The plan includes a requirement that nonresidents apply for sales tax refunds instead of getting them automatically and ends a tax break for residential phone services.
The budget proposal doesn’t seek to close additional tax exemptions as the Democratic-controlled House did in its budget proposal passed earlier in the week, which also eliminated the sales tax exemption on bottled water. The Senate plan also offers a fix to a recent ruling on the estate tax that could cost the state millions of dollars in refunds.
However, Sen. Andy Hill, a Republican from Redmond who is the key budget writer for the chamber, said the revenue-related bills won’t pass off the Senate floor “until we get the reforms we’re asking for.”
The Senate majority pulled a handful of policy bills to the floor earlier Saturday for a potential vote, including bills to make changes to the state’s workers’ compensation system, a measure to cap noneducational state spending, a bill to give veto power to principals over teachers assigned to their schools and a measure on payday loans.
Senate Minority Leader Ed Murray, D-Seattle, accused the other side of taking the revenue bills hostage for reforms.
“I think it’s immoral,” he said.
Lawmakers are nearing the end of a 30-day special session that began May 13 and is set to end Tuesday.

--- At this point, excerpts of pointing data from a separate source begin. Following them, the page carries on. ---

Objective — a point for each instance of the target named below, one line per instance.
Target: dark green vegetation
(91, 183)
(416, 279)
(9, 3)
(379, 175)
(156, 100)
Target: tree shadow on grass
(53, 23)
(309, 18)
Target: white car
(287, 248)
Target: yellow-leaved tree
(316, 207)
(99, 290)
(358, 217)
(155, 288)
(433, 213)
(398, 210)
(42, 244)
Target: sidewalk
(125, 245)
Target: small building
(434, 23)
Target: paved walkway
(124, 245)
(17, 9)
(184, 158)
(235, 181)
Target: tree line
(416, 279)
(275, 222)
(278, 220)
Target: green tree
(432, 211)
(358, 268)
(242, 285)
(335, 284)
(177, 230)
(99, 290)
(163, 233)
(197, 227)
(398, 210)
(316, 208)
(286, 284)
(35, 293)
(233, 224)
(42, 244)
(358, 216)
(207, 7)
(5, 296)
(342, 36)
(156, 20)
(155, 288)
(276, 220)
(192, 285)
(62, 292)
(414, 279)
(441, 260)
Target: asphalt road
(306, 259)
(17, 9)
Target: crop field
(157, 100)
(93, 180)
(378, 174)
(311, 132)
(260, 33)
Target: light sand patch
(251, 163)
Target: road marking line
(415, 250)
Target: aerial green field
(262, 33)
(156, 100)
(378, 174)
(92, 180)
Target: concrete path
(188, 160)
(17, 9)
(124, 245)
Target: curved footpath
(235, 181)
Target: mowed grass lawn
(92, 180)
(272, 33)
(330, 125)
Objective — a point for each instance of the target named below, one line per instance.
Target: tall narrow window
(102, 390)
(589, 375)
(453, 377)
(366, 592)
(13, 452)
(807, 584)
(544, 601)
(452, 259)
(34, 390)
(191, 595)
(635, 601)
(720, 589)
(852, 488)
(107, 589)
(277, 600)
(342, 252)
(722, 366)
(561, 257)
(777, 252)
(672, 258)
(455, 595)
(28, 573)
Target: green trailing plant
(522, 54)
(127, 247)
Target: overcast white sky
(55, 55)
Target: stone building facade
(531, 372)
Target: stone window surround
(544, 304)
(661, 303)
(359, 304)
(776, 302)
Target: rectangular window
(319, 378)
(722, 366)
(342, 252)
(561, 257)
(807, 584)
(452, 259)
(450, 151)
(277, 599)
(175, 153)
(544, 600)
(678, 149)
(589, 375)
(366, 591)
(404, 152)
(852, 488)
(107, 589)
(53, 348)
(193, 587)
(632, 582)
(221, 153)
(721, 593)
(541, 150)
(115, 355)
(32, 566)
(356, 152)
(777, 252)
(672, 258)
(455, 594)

They face a $1.2 billion budget shortfall for the two-year cycle that ends in the middle of 2015. That doesn’t include an additional approximate $1 billion that lawmakers are seeking in response to a court-ordered requirement that the state spend more on its basic education system.
Republicans control the Senate with the help of two Democrats, known as the Majority Coalition Caucus. The House and Senate have been locked in budget negotiations for weeks, and Gov. Jay Inslee has said another special session would start Wednesday if needed.
As in the original budget, the Senate’s new budget proposal repeals voter-approved cost-of-living raises for teachers, redirecting the assumed $320 million to basic education. It also redirects money from other accounts, like the construction budget.
A program that provides cash aid to blind, disabled or older people who are typically waiting for approval of federal benefits would be cut by nearly $41 million, less than the $80 million cut initially sought in the original Senate budget passed in April.
The budget leaves nearly $600 million in reserves at the end of the two-year budget cycle ending mid-2015.
The Senate budget also moves forward with Medicaid expansion, with the assumption that the move will save the state nearly $320 million.
The Senate budget also restores pay cuts to public school employees and state employees, and it pays for fulfillment of collective bargaining pay agreements for state employees.